Ashleigh Barty tras ganar Wimbledon 2021
Ashleigh Barty es un jugador difícil de describir.
Ella mide solo 5'5 'de altura pero no es un contragolpeador defensivo. Ella es una tradicionalista de corazón, pero no tiene problemas para saltarse los grandes torneos, o incluso el deporte en general, cuando no se siente con ganas de jugar. Ella es la No. 1 del mundo y ahora campeona de Wimbledon, pero no es la jugadora más popular o conocida entre los fanáticos del deporte.
¿Es porque ella no encaja en ninguna de las cajas que creamos inconscientemente para nuestros ídolos?
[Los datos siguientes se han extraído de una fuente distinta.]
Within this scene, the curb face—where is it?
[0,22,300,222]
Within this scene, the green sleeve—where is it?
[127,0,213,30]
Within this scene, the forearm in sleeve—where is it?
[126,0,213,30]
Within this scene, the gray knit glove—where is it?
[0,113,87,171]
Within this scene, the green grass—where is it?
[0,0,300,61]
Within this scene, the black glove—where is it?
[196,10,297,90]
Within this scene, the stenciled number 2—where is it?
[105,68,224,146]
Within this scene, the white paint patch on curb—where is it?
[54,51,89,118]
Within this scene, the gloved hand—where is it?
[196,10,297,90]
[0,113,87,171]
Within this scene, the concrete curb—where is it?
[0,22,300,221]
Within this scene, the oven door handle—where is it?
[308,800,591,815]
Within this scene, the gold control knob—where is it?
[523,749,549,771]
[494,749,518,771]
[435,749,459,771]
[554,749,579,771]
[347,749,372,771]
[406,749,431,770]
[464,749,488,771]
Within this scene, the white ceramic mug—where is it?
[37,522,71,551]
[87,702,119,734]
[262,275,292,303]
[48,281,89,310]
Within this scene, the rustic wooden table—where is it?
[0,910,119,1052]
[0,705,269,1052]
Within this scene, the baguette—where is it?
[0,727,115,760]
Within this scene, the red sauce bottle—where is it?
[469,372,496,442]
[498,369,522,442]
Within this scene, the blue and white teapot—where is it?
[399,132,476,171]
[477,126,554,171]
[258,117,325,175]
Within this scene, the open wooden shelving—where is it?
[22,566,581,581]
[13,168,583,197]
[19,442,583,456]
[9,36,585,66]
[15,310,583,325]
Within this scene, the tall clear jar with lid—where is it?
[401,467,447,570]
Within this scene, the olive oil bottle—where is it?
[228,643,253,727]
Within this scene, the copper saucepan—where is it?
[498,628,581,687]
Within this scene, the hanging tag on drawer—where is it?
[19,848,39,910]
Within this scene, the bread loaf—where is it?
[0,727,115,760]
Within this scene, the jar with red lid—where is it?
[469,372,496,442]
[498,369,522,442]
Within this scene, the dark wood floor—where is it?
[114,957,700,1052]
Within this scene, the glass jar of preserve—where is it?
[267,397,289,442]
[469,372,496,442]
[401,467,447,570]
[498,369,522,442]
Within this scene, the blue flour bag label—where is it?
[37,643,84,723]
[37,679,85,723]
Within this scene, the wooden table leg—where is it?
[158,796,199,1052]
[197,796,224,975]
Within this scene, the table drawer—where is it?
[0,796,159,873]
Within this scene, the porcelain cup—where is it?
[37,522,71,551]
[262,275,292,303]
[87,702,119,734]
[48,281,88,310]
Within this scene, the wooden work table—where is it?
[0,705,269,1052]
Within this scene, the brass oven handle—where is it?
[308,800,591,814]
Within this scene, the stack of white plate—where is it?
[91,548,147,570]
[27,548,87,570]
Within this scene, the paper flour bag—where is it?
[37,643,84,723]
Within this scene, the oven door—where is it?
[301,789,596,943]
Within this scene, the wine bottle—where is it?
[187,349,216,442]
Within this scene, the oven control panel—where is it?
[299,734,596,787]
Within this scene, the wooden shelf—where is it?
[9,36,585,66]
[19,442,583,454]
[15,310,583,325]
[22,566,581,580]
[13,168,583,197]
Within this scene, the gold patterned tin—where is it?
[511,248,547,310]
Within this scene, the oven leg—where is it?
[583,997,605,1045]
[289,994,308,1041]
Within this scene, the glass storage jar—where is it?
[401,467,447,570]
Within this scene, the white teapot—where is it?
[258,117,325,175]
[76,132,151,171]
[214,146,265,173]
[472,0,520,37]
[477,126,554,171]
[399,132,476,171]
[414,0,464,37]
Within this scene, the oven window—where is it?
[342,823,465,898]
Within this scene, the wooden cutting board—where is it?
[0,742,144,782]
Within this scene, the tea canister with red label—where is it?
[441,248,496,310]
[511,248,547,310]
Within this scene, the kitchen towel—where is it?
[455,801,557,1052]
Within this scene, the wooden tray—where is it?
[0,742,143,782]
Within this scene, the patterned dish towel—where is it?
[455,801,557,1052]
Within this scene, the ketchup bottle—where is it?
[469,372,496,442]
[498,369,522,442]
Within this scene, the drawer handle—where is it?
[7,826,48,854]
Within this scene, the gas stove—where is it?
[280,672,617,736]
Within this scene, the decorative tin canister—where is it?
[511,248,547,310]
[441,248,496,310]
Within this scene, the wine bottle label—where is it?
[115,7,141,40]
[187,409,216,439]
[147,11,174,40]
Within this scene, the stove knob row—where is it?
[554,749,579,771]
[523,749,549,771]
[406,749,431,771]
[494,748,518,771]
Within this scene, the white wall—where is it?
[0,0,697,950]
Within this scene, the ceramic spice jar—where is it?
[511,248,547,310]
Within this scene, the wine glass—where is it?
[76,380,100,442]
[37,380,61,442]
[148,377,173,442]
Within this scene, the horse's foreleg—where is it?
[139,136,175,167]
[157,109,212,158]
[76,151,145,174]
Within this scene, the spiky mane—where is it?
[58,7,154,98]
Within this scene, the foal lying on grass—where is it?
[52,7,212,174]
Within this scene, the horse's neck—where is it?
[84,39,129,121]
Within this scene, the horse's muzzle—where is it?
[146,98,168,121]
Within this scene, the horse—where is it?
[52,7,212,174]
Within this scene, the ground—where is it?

Durante gran parte de la quincena anterior a la victoria de Ashleigh Barty sobre Karolina Pliskova en la final de Wimbledon el sábado, la conversación entre los fanáticos fue sobre cómo Barty tenía una personalidad 'aburrida'. Mientras que la australiana se ocupaba de sus asuntos en silencio, desmantelando a un oponente tras otro, la mayor parte de la atención pública se centró en el avance lleno de gritos de Aryna Sabalenka y la carrera inspiradora de Ons Jabeur.
Eso probablemente no le importó a Barty, ya que terminó levantando el trofeo el último fin de semana. Wimbledon fue un sueño de larga data para la joven de 25 años, y se podía ver cuánto significaba el título para ella mientras dejaba salir sus emociones con toda su fuerza al terminar el punto del campeonato.
Pero cuando se secó las lágrimas y sonrió, para las cámaras, pero también para ella y su equipo, me di cuenta de que probablemente no nos damos cuenta de la suerte que tenemos de tenerla en la cima del deporte.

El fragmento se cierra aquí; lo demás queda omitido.